United Utilities’ Anthony Conway on how big data and analytics is a "game changer" for the industry

Anthony Conway

At first glance, they may seem worlds apart. The hype around big data coming out of Silicon Valley versus a centuries old industry that is at the very foundation of metropolitan civilisation: water utilities. Can a marriage between the two yield significant dividends?

In this interview, Anthony Conway, Strategic Programs Director at United Utilities, a major water and wastewater supplier in the North West of England, discusses why he believes that big data offers big benefits in helping utilities drive customer service and efficiency.

PEX Network: Do you think big data is a game changer for the utility industry?

Anthony Conway: I think big data and analytics offers a host of benefits, helping companies to provide timely insights.

The landscape within which water companies operate is changing dramatically: rising energy costs, climate change and resilience, growing customer expectations and changes in the regulatory framework pose challenges.

This changing landscape demands innovation. It demands that we find ways of driving forward great customer service delivered very efficiently. In both of these areas big data and analytics is a major opportunity.

The cost of operational technology is ever reducing and analytics are becoming ever more sophisticated. The combination gives water companies the opportunity to derive actionable insight about what is happening when, so that we can enhance decision making, driving forward customer service and efficiency.

PEX Network: Could you give me an example of something that you’re doing at United Utilities with regards improved use of data?

Anthony Conway: One area is water production planning, which is at the very heart of what we do - United Utilities provides water and wastewater services to over 7 million customers in the Northwest of England. We are currently putting in place an end-to-end water production plan system that enables us to optimise our activities from source to tap. Analytics and data are at the centre of this approach, as we take data feeds across this end-to-end system and use analytics to make optimised decisions, all aimed at delivering great customer service, at a reduced cost.

Another example is energy management systems, where we’re modelling the energy usage of facilities. This enables us in real time to compare actual energy usage against modelled energy usage so we can identify the need to make interventions.

These examples and other areas, are all pieces of the analytics jigsaw, showing how we can harness data to give us better situational awareness, and actionable insights that deliver benefits for customers, shareholders and the environment.

PEX Network: Sounds as though it was a real wide range of benefits. But there is always a lot of hype around new technologies like big data. How can utility companies actually ensure that they’re deriving value from it, rather than just succumbing to the latest industry buzzword?

Anthony Conway: A large part of what I do is finding leading thinking and innovation from anywhere around the world, and introduce these new approaches into our organisation. I’ve visited many global innovation hubs and my view is that there are a lot of innovation opportunities available. The trick is finding it and landing it.

Within United Utilities, we’re focusing on three areas to enable the process of embracing innovation, and acting as "integrators of best thinking". The first is having the mechanisms in place to know what good looks like. This requires harvesting processes so that you know what the recently emerged and emerging innovation is.
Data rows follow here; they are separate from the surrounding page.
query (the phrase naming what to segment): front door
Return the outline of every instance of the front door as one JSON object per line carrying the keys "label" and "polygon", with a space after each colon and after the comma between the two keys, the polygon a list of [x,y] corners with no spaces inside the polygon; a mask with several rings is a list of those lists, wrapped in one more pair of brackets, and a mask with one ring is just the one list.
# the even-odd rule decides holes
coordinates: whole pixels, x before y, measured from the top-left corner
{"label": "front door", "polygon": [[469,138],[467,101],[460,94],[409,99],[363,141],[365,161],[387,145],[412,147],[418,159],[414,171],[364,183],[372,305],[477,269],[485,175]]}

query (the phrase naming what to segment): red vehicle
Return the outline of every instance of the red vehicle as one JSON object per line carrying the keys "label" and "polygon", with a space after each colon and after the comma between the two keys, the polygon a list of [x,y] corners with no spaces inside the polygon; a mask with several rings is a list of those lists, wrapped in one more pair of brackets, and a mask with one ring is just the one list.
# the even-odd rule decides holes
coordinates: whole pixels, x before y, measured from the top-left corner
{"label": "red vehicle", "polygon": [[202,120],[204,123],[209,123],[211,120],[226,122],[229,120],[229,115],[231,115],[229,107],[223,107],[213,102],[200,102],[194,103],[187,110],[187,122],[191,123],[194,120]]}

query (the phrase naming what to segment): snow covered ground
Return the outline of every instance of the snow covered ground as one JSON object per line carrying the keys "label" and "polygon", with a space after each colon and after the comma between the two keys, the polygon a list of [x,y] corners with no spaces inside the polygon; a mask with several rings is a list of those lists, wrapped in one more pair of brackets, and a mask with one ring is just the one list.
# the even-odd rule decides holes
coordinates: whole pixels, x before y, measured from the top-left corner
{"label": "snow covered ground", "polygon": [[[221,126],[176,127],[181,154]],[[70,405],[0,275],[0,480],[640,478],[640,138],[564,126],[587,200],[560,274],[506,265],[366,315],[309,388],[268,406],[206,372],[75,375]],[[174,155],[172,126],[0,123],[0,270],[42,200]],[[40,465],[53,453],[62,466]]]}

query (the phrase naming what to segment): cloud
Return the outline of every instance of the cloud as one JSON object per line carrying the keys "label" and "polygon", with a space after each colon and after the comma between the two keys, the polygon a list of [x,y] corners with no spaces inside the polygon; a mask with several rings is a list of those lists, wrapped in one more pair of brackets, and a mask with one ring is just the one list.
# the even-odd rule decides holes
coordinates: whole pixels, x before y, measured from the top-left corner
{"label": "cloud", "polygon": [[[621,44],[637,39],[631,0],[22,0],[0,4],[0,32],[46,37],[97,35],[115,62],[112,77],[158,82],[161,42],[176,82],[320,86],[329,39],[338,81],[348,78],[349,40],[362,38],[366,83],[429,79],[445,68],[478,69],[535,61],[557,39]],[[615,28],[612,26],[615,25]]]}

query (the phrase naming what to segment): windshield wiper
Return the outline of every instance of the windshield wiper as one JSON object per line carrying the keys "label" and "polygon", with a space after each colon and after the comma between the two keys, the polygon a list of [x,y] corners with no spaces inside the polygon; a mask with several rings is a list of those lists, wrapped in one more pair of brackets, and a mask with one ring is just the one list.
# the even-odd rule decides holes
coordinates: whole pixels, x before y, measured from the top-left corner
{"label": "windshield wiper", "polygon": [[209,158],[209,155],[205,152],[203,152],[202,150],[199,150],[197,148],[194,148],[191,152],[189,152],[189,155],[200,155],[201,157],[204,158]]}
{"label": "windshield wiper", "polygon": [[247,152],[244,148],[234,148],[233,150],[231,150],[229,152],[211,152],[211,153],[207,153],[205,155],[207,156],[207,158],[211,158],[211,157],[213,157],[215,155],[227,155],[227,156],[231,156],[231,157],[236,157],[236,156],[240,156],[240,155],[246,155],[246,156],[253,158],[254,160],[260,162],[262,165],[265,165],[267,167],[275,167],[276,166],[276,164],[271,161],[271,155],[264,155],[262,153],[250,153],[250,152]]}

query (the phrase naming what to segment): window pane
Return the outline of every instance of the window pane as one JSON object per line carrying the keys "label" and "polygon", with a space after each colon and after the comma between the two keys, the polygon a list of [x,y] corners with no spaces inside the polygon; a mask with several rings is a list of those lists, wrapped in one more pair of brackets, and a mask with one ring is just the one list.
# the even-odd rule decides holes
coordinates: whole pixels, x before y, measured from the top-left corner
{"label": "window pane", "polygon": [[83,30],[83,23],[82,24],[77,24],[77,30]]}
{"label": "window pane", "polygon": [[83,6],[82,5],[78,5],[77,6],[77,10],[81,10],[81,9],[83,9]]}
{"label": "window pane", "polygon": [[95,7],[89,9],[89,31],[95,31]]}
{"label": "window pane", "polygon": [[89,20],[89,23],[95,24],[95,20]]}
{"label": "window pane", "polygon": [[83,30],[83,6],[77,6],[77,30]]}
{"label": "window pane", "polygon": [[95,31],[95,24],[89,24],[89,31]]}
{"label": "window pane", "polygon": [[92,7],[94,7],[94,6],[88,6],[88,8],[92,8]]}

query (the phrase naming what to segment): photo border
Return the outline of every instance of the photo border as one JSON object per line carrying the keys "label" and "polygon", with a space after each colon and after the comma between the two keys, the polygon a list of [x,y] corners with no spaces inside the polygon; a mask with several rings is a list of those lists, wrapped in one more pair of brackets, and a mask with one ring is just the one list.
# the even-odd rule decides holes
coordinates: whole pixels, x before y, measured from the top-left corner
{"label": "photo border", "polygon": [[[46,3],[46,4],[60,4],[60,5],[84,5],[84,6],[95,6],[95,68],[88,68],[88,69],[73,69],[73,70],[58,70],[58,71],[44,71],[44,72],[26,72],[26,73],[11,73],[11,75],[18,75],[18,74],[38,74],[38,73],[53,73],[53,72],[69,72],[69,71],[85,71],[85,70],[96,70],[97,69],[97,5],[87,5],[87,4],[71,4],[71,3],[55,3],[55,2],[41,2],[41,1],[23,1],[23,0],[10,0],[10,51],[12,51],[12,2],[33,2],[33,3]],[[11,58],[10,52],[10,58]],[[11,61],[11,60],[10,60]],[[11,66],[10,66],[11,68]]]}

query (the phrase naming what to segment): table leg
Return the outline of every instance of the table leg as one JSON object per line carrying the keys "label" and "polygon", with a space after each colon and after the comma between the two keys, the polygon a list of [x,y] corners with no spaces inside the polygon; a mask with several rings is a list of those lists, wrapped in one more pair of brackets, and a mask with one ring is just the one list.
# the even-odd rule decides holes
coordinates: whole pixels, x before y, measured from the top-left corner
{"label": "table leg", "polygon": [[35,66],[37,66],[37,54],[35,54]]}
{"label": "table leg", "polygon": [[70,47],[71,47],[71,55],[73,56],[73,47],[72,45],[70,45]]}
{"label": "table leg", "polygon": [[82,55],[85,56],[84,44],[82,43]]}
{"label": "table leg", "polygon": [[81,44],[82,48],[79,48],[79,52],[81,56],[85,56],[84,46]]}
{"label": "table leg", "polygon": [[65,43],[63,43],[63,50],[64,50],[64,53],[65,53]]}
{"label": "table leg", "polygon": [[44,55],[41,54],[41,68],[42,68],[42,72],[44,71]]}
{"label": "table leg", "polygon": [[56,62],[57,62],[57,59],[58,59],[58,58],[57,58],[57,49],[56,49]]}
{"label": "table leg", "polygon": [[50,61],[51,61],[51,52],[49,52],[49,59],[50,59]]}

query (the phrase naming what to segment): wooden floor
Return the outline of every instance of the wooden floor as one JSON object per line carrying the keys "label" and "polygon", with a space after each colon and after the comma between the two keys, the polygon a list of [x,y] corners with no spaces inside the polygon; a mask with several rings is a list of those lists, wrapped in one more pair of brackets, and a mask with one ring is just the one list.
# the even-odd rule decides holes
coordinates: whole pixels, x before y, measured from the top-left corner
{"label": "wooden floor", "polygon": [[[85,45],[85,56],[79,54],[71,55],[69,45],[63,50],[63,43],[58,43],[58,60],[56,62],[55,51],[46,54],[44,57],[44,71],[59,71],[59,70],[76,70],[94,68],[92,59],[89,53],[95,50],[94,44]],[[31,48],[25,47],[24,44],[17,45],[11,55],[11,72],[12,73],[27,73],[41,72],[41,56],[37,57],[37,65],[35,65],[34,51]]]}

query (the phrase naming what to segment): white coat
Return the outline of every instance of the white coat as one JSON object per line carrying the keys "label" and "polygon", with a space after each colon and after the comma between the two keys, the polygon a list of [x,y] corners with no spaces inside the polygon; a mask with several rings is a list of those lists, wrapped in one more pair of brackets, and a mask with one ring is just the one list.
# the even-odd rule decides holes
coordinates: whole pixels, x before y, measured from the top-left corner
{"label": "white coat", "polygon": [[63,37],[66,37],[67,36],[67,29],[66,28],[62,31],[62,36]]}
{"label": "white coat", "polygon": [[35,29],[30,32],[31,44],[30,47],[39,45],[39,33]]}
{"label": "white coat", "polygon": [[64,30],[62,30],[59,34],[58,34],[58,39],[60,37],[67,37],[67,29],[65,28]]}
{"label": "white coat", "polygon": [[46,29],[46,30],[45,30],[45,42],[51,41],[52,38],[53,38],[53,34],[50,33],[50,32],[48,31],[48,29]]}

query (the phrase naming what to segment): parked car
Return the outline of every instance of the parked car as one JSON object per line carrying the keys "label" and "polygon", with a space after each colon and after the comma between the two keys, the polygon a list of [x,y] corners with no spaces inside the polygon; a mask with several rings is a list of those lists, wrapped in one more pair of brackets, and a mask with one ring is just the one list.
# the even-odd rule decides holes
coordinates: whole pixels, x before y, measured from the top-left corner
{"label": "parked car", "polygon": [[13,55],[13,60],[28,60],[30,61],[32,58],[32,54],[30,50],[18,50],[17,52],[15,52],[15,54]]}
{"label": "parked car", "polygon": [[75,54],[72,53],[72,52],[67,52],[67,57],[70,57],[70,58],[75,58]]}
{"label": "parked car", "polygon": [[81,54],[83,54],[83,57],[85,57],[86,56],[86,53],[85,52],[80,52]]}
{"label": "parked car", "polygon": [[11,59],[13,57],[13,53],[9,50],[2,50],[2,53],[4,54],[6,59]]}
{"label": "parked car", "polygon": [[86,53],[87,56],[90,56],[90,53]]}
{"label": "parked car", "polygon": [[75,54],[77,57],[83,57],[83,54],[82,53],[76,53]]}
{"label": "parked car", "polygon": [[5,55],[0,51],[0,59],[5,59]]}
The second area is about being really agile at pursuing a pilot or trialling a new piece of innovation so you can make a decision about its suitability and wider roll out.The third area is about ensuring leadership behaviours remain focussed on championing innovation and removing obstacles that could get in the way of innovation. Remarkably, that's new to the water industry.

Company leadership has to be really championing innovation, because there can be a lot of roadblocks - human and structural - in the way of change. If you’ve got the leadership team behind it so that they see their role as playing on the pitch: always scrutinising their own functional areas in the context of an industry beyond the immediate reservoir or catchment, you can make those leaps really quickly.

PEX Network: I like that phrase you used: the integrators of best thinking.

Anthony Conway: There is a lot innovation around the world that has been driven by circumstances that we don't have in the UK, such as severe water scarcity or scarcity of finite resources. But much of it is transferable. My job is to see how that innovation might work in Manchester and Liverpool.

We are even looking beyond our sector, borrowing thinking from other industries, and in particular from manufacturing. When you look at our activities, and employ systems engineering type thinking, you realise that much of what we do has considerable similarity to production lines.

Factory type thinking has helped us shape our approach, as we work towards our production lines being monitored in real, or real enough time, with an analytic scalability to look backwards to understand the current performance of the production line, and to look forwards to forecast performance, with information distributed in a visually intelligent way around the organisation.

This approach is doubly relevant now as we move towards competition for non-domestic customers. We will be helping business customers to understand their manufacturing processes in a water conscious way. Helping the environment, helping the bottom line. Where better to start than by viewing our own waste production as a valuable opportunity?